Abstract: The most challenging problem in the implementation of the so-called \textit{unified transform} to the analysis of the nonlinear Schr\"odinger equation on the half-line is the characterization of the unknown boundary value in terms of the given initial and boundary conditions. For the so-called \textit{linearizable} boundary conditions this problem can be solved explicitly. Furthermore, for non-linearizable boundary conditions which decay for large $t$, this problem can be largely bypassed in the sense that the unified transform yields useful asymptotic information for the large $t$ behavior of the solution. However, for the physically important case of periodic boundary conditions it is necessary to characterize the unknown boundary value. Here, we first present a perturbative scheme which can be used to compute explicitly the asymptotic form of the Neumann boundary value in terms of the given $\tau$-periodic Dirichlet datum to any given order in a perturbation expansion.
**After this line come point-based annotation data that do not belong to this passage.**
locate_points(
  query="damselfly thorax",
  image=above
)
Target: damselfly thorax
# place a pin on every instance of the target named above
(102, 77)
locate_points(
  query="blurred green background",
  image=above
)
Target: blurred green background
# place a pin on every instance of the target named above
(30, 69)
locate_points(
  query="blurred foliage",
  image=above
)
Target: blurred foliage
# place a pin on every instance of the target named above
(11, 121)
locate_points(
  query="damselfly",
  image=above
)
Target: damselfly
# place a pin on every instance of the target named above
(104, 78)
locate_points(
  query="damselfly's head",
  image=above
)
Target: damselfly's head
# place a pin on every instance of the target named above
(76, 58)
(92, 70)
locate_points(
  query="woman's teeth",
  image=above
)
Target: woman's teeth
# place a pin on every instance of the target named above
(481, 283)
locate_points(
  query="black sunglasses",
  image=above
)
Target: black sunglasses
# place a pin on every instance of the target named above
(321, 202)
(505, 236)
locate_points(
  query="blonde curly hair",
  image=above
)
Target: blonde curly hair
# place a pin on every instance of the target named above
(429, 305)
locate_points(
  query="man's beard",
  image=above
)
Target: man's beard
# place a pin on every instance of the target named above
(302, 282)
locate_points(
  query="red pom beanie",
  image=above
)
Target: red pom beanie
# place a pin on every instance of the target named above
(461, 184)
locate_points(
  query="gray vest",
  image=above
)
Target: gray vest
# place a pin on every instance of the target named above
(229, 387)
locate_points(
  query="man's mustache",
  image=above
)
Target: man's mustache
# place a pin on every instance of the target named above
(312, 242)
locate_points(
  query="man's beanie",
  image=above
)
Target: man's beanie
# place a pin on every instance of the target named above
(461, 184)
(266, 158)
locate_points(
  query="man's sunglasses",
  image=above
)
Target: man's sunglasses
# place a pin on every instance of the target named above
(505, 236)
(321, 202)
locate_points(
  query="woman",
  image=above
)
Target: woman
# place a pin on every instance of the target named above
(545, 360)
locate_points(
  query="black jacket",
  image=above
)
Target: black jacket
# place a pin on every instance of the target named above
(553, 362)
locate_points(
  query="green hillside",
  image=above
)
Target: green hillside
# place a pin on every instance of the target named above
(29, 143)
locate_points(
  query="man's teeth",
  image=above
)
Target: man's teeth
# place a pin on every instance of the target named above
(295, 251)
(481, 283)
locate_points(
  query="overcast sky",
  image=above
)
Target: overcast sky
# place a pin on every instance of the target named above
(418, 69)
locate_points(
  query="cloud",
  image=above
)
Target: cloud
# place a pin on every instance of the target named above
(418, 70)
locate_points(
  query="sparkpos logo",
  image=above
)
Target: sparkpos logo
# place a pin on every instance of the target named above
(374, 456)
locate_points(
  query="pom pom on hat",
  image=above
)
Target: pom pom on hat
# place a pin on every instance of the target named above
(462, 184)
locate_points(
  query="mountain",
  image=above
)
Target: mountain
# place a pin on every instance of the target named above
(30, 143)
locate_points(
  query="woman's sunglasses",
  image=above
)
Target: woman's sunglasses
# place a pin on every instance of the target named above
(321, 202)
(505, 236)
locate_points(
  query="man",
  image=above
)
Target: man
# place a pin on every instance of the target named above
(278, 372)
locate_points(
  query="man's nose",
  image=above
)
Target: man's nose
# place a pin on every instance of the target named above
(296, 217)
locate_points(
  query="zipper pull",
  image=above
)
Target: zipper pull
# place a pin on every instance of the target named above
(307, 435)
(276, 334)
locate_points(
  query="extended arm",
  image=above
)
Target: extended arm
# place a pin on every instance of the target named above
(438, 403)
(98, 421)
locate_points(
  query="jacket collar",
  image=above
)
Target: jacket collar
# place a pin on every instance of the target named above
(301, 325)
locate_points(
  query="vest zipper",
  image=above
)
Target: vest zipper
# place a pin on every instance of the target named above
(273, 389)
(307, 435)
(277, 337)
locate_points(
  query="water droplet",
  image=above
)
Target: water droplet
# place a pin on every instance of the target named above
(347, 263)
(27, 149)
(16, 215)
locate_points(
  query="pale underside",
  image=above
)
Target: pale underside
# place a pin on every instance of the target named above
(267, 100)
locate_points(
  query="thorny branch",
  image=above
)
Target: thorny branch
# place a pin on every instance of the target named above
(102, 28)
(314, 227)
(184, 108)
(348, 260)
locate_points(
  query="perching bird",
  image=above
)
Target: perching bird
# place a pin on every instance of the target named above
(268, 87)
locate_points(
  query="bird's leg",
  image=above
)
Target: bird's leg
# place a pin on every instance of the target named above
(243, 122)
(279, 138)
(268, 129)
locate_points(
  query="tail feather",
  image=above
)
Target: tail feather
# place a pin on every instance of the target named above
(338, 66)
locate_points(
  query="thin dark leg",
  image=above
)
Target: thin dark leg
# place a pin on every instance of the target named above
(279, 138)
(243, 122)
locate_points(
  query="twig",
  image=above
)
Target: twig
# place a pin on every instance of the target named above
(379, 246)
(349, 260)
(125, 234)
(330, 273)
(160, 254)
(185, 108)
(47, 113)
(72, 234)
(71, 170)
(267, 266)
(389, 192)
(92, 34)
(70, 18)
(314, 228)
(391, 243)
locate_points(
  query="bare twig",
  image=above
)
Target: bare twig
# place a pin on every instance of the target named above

We then discuss briefly an extension of the pioneering results of Boutet de Monvel and co-authors which suggests that if the Dirichlet datum belongs to a large class of particular $\tau$-periodic functions, which includes ${a \exp(i \omega t) \, | \, a>0, \, \omega \geq a^2}$, then the large $t$ behavior of the Neumann value is given by a $\tau$-periodic function which can be computed explicitly.